A l'approche d'une soirée où vont encore probablement raisonner dans les salons carrelés de France, les funestes Partenaire particulier, O mon bateau et démons de minuit, j'apporte ma note discordante au concert des louanges pixelisées enrobant dans leur guimauve émotionnelle ces catastrophiques eighties.
Mardi soir dernier, la propagande discographique servait la contrevérité du discours historique au travers de deux émissions, l'une sur France 3 nommée "la folie des années 80", l'autre sur Virgin 17 intitulée "la face cachée des années 80" relatant la douce amère décennie de mon adolescence aussi peu mystérieuse que totalement exempte de folie.
Attention souvenir de trentenaire : Je me remémore encore ce mois de décembre 1989 et une autre émission déjà commémorative sur ce sujet où Antoine De Caunes relatait à chaud ces années de transgressions et de progrès durant laquelle l'animateur (fils d'animateur et papa de future animatrice) voyait son salaire multiplier par 20. Il donnait rendez-vous au spectateur fin 1999 pour la rétrospective des années 90. Dix ans plus tard, il n’y eut pas d'émission. Un, il ne faut jamais croire la télévision. Deux, il n'y avait rien à célébrer. Même la chute du mur de Berlin appartiendra in extremis aux années walkman et minitel.
Précision temporelle : Les années 80 (dites du porte-nawak sacralisé) débordent leur décennie. Elles démarrent aux dernières lueurs du disco (quand Carlos s'est aventuré au genre) pour se conclure au premier tiers des années 90 englouties par le gros son saturé de la déferlante grunge (conclusion radicalement opposée, donc totalement logique, aux pauvres boucles des boites à beat de la décennie passée).

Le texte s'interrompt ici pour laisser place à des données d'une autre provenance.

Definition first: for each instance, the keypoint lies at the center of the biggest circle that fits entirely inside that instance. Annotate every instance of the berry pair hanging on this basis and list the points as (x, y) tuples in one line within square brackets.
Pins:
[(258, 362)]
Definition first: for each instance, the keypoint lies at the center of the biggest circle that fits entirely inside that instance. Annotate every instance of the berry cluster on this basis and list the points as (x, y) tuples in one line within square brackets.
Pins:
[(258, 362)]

D'un point de vue artistique, je m'insurge contre ce révisionnisme musical. Non jeune, ne crois pas tes parents s'ils t'affirment que Desirless et Baltimora, c'était génial (surtout qu'il n'y avait que ça du matin au soir à la radio) ! Je préfère 1000 fois la moyenne musicale de ce que tu écoutes aujourd'hui. Sache-le, culturellement parlant je conchie ces eighties où furent larguées sur notre pays en toute décontraction, parfois même au nom de l'art et avec l'aval du gouvernement, les bombes culturelles les plus dévastatrices du siècle dernier.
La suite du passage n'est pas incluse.